Après une vie très active, autant sur le plan professionnel que privé, Henri Roanne-Rosenblatt a commencé à s‘occuper de l‘histoire de sa vie. Il a réfléchi à sa survie en tant qu’enfant et à la façon dont cette expérience a façonné sa vie ultérieure.
Le convoi d‘enfants
75 ans plus tard Henri Roanne-Rosenblatt se souvient ainsi de son voyage de Vienne à Bruxelles en mars 1939 :
Le voyage en train de Vienne à Bruxelles se déroulait dans un interminable tunnel noir. L’éclairage des compartiments en veilleuse, des éclairs de lumière aveuglants rompaient l’obscurité au passage de gares inconnues dans lesquelles le convoi d’enfant ralentissait ou stoppait. La nuit accentuait le caractère inquiétant des bruits : hautparleurs crachant le nom du lieu ou signalant le passage d’un convoi de proscrits, chuintement des locomotives que l’on approvisionnait en eau, coups de marteau assénés aux bielles par les cheminots. Des enfants se trouvaient entassés sur les banquettes en bois des wagons de 3e classe, les uns hébétés, les autres ne cessant de pleurer, d’autres encore appelant leur papa ou leur maman. Des infirmières tentaient de les calmer. Les compartiments glacés sentaient le pipi et le caca. (…) À l’aube, le train s‘arrêta plus longuement, dernier arrêt avant la frontière belge. Des voix gueulaient : ‹ Papier Kontroll. › Des policiers ou des gestapistes en civil, arborant un brassard à croix gammée, dévisageaient ces gosses comme des criminels en cavale. Au hasard, ils s‘emparaient d’une valise et en renversaient le contenu sur le sol. Suspicieux, sans un mot, ils confrontaient les petits visages aux photos de leurs permis de sortie. Lorsqu‘ils avaient un doute, ils aboyaient : ‹ Votre Nom ? › Ils regardaient ces enfants comme des criminels en fuite.
(Henri Roanne-Rosenblatt, « Le cinéma de Saul Birnbaum », chapitre 7, p. 33 et suivantes, 16 mars 2013, Editions Genèse)
Les rafles de Bruxelles
Pendant que Hans vivait à Bruxelles dans une famille d‘accueil juive belge, il vécut avec eux la première grande rafle en septembre 1942 :
Nous vivions à Anderlecht, où beaucoup de familles juives vivaient à l‘époque. (...) Un grand raid a eu lieu. (...) Dans leur souci de correction et d‘ordre, les Allemands ont systématiquement arrêté tous ceux qu‘ils pouvaient trouver dans la rue Brogniez. Cependant, ils ont omis ce petit coin. Il y avait deux ou trois familles juives, dont la nôtre, qui vivaient dans ce coin et nous avons tout entendu. Nous avons tout entendu : les cris, les aboiements des chiens, les hurlements des gens, les pleurs des bébés cachés dans les appartements.

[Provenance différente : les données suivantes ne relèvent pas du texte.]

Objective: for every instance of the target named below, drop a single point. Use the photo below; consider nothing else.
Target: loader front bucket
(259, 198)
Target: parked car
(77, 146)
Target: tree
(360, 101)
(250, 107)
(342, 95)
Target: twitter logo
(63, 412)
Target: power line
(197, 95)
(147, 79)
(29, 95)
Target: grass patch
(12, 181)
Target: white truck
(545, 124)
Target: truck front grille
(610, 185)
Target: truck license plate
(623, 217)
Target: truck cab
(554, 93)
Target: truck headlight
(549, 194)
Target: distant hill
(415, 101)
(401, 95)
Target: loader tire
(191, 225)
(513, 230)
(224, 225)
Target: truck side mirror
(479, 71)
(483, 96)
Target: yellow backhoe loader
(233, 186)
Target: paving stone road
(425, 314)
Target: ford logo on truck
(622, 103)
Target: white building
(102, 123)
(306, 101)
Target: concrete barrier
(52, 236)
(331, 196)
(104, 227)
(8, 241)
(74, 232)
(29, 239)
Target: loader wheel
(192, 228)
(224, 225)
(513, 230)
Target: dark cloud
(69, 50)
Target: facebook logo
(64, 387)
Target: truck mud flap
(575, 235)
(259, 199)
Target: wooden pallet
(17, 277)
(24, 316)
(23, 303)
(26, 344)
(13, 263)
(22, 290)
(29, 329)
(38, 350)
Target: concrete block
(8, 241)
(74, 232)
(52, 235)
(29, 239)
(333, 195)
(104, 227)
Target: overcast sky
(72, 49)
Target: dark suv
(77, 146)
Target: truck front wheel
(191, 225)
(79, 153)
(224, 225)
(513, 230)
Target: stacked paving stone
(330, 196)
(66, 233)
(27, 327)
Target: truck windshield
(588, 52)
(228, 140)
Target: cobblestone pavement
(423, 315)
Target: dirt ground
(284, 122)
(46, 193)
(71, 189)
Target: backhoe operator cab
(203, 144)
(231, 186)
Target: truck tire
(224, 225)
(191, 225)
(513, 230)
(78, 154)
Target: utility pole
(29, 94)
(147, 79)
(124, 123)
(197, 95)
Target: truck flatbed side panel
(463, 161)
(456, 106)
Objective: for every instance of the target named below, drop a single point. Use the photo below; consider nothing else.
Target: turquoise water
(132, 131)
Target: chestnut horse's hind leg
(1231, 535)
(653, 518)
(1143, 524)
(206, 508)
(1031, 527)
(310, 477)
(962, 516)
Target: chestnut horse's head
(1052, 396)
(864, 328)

(Entretien avec Henri Roanne-Rosenblatt, 14 mars 2007, p. 10)
La cachette de la rue Saxe Cobourg, Saint-Josse-Ten-Noode
Après les rafles de 1942, le garçon, alors encore connu sous le nom de Hans, s‘installa chez Marthe van Doren. Elle le cacha pendant deux ans dans l‘arrière-boutique de sa blanchisserie et s‘occupa de son éducation :
C‘était simplement une femme courageuse qui n‘avait ni étudié, ni appris à lire et à écrire. (...) J‘ai eu une chance absolument extraordinaire parce que cette femme est allée dans une bibliothèque publique pour me chercher des livres. Puisqu‘elle (...) n‘avait pas vraiment de formation, (...) elle m‘a apporté beaucoup de livres très différents. (...) J‘ai appris ainsi (...) de manière très hétérogène et plutôt chaotique beaucoup de choses (...).
(Interview mit Henri Roanne-Rosenblatt, 14. März 2007, S. 10)
Après la libération : réflexion – retour sur une vie
La formation qu'Henri Roanne-Rosenblatt reçoit dans la clandestinité est la base de sa future carrière de journaliste :
La lecture a été ma chance d'intégration et d'évolution. En tout cas, elle m'a aidé à trouver une vision, ou du moins une approche du monde, que je n'aurais pas eues dans ce contexte sans ces événements – et c'est peut-être là l'ironie des choses. Rien ne serait arrivé si la lecture n'avait pas été mon seul passe-temps.
(Interview avec Henri Roanne-Rosenblatt, 14 mars 2007, p. 25)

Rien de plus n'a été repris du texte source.